Both the vaccinated patients and the observational control patients were monitored for evidence of clinical recurrence through the standard of care follow-up with their primary medical and/or surgical oncologist. This consisted of evaluations every three-months with clinical exams, laboratory tests and radiographic surveillance as indicated. Patients’ clinical records were assessed for evidence of clinical recurrence. DFS was measured from the date of enrollment. All patients were followed for clinical recurrence for up to two years at standard of care visits.

Statistical analysis

A pre-specified, intention-to-treat analysis was performed at 12 months after the last patient was enrolled. Clinicopathologic data were compared between groups. Median and range were used to summarize continuous data and the groups were compared using a Mann-Whitney U test. Chi squared or Fischer exact test were used to compare categorical variables between groups. DTH data was presented as orthogonal means ± standard errors and compared using a Student’s t test. Time to recurrence was measured from the date of enrollment. DFS was analyzed using the Kaplan-Meier method, and groups were compared using a simple log-rank test. Statistical analyses were performed using SPSS version 22 (IBM Corp. Released 2013. IBM SPSS Statistics for Windows, Version 22.0. Armonk, NY: IBM Corp.). Statistical significance was considered achieved if p < 0.05. Pre-specified subset analyses were also performed by dose cohort.

CONCLUSIONs

In conclusion, this phase I/IIa trial in disease-free endometrial and ovarian cancer patients reveals that E39 + GM-CSF is a well-tolerated peptide vaccine, and elicits a strong, dose-dependent in vivo immune response with promising early efficacy in the 1000mcg dose cohort. This trial has established the peptide dose for a larger scale, prospective, randomized, GM-CSF controlled trial using the E39 peptide vaccine to prevent recurrence after treatment for primary disease in HLA-A2 positive endometrial and ovarian cancer patients.

Acknowledgments

This study was funded by awards from the United States Army Medical Research Acquisition Activity for the Gynecologic Cancer Center of Excellence (W81XWH-05-2-0005, W81XWH-9-2-0051, W81XWH-10-2-0018 and W81XWH-11-2-0131).

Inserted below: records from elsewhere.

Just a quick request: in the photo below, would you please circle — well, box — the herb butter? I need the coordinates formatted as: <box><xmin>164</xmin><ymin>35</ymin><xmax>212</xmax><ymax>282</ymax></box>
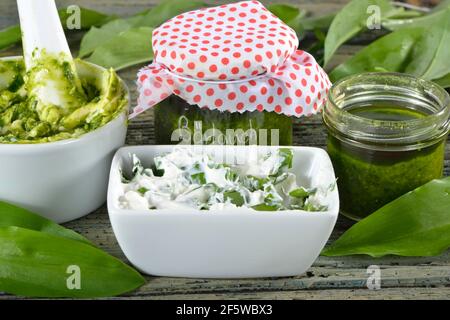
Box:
<box><xmin>118</xmin><ymin>147</ymin><xmax>329</xmax><ymax>211</ymax></box>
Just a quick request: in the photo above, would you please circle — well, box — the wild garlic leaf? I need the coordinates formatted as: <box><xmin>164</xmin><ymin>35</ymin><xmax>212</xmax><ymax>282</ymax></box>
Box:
<box><xmin>79</xmin><ymin>0</ymin><xmax>206</xmax><ymax>63</ymax></box>
<box><xmin>405</xmin><ymin>7</ymin><xmax>450</xmax><ymax>80</ymax></box>
<box><xmin>0</xmin><ymin>227</ymin><xmax>145</xmax><ymax>298</ymax></box>
<box><xmin>0</xmin><ymin>201</ymin><xmax>91</xmax><ymax>244</ymax></box>
<box><xmin>86</xmin><ymin>27</ymin><xmax>153</xmax><ymax>70</ymax></box>
<box><xmin>322</xmin><ymin>177</ymin><xmax>450</xmax><ymax>257</ymax></box>
<box><xmin>267</xmin><ymin>3</ymin><xmax>306</xmax><ymax>38</ymax></box>
<box><xmin>325</xmin><ymin>0</ymin><xmax>398</xmax><ymax>65</ymax></box>
<box><xmin>329</xmin><ymin>28</ymin><xmax>423</xmax><ymax>82</ymax></box>
<box><xmin>330</xmin><ymin>7</ymin><xmax>450</xmax><ymax>84</ymax></box>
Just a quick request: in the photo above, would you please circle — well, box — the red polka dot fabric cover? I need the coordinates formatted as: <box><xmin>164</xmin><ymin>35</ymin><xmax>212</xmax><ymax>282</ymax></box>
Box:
<box><xmin>130</xmin><ymin>1</ymin><xmax>330</xmax><ymax>118</ymax></box>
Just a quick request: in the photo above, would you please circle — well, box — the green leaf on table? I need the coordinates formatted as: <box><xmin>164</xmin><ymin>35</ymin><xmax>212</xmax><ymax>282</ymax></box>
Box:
<box><xmin>135</xmin><ymin>0</ymin><xmax>208</xmax><ymax>28</ymax></box>
<box><xmin>86</xmin><ymin>27</ymin><xmax>153</xmax><ymax>70</ymax></box>
<box><xmin>301</xmin><ymin>13</ymin><xmax>336</xmax><ymax>31</ymax></box>
<box><xmin>0</xmin><ymin>8</ymin><xmax>114</xmax><ymax>50</ymax></box>
<box><xmin>267</xmin><ymin>3</ymin><xmax>306</xmax><ymax>38</ymax></box>
<box><xmin>322</xmin><ymin>177</ymin><xmax>450</xmax><ymax>257</ymax></box>
<box><xmin>79</xmin><ymin>0</ymin><xmax>206</xmax><ymax>63</ymax></box>
<box><xmin>431</xmin><ymin>0</ymin><xmax>450</xmax><ymax>12</ymax></box>
<box><xmin>382</xmin><ymin>4</ymin><xmax>450</xmax><ymax>31</ymax></box>
<box><xmin>0</xmin><ymin>227</ymin><xmax>145</xmax><ymax>298</ymax></box>
<box><xmin>0</xmin><ymin>201</ymin><xmax>90</xmax><ymax>244</ymax></box>
<box><xmin>405</xmin><ymin>7</ymin><xmax>450</xmax><ymax>80</ymax></box>
<box><xmin>325</xmin><ymin>0</ymin><xmax>399</xmax><ymax>65</ymax></box>
<box><xmin>78</xmin><ymin>19</ymin><xmax>131</xmax><ymax>58</ymax></box>
<box><xmin>58</xmin><ymin>7</ymin><xmax>116</xmax><ymax>30</ymax></box>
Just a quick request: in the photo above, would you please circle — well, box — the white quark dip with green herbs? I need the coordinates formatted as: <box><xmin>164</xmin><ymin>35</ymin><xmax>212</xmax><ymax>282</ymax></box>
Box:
<box><xmin>119</xmin><ymin>147</ymin><xmax>329</xmax><ymax>211</ymax></box>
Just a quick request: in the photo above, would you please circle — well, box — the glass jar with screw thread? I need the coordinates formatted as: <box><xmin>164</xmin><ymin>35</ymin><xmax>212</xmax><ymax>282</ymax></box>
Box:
<box><xmin>323</xmin><ymin>73</ymin><xmax>450</xmax><ymax>220</ymax></box>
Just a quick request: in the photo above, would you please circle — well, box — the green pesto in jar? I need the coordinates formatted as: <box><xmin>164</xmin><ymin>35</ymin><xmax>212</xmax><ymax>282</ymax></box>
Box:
<box><xmin>328</xmin><ymin>105</ymin><xmax>445</xmax><ymax>220</ymax></box>
<box><xmin>154</xmin><ymin>95</ymin><xmax>292</xmax><ymax>146</ymax></box>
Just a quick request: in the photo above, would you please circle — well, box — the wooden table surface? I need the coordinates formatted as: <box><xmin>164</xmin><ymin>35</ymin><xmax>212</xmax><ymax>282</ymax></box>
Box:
<box><xmin>0</xmin><ymin>0</ymin><xmax>450</xmax><ymax>299</ymax></box>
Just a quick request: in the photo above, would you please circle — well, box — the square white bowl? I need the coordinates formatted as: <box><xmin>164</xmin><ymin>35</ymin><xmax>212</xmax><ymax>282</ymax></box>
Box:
<box><xmin>108</xmin><ymin>146</ymin><xmax>339</xmax><ymax>278</ymax></box>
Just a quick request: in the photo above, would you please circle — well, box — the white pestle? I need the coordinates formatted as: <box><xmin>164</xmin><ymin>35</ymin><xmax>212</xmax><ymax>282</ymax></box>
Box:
<box><xmin>17</xmin><ymin>0</ymin><xmax>83</xmax><ymax>113</ymax></box>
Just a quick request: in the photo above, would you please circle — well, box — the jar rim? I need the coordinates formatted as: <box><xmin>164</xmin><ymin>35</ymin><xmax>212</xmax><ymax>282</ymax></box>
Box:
<box><xmin>323</xmin><ymin>72</ymin><xmax>450</xmax><ymax>146</ymax></box>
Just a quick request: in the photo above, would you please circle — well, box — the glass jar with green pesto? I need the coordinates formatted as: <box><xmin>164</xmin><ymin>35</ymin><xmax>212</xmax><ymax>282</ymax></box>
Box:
<box><xmin>131</xmin><ymin>1</ymin><xmax>330</xmax><ymax>145</ymax></box>
<box><xmin>323</xmin><ymin>73</ymin><xmax>450</xmax><ymax>220</ymax></box>
<box><xmin>154</xmin><ymin>95</ymin><xmax>292</xmax><ymax>146</ymax></box>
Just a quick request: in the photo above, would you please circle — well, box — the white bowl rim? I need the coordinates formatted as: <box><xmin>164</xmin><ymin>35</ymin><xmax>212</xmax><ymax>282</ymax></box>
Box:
<box><xmin>0</xmin><ymin>56</ymin><xmax>131</xmax><ymax>151</ymax></box>
<box><xmin>107</xmin><ymin>145</ymin><xmax>339</xmax><ymax>219</ymax></box>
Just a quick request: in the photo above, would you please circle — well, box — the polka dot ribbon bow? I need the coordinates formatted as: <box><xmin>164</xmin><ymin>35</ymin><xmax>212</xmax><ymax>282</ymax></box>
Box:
<box><xmin>130</xmin><ymin>1</ymin><xmax>330</xmax><ymax>118</ymax></box>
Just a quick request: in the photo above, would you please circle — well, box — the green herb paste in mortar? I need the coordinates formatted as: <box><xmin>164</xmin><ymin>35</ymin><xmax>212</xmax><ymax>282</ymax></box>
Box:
<box><xmin>328</xmin><ymin>106</ymin><xmax>445</xmax><ymax>220</ymax></box>
<box><xmin>0</xmin><ymin>53</ymin><xmax>128</xmax><ymax>143</ymax></box>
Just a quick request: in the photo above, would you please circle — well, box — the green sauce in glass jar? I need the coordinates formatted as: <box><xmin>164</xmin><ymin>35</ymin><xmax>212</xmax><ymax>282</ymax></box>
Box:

This work was also partially funded by Galena Biopharma.

Funding sources were not involved with the study design; in the collection, analysis, or interpretation of data; in the writing of the report; or in the decision to submit the paper for publication.

conflicts of interest

Dr. George E. Peoples, M.D., has inventor rights to the E39 vaccine and serves as a consultant to Galena Biopharma in the development of the vaccine.

The view(s) expressed herein are those of the author(s) and do not reflect the official policy or position of Brooke Army Medical Center, the U.S. Army Medical Department, the U.S. Army Office of the Surgeon General, the Department of the Army, U.S. Air Force Medical Department, the U.S. Air Force Office of the Surgeon General, the Department of the Air Force, Department of Defense or the U.S. Government.

The protocol for this trial was approved by the US Army Medical Research and Material Command’s Human Subjects Research Review board, and the individual site’s Investigational Review Board. Informed consent was obtained from each patient prior to trial enrollment.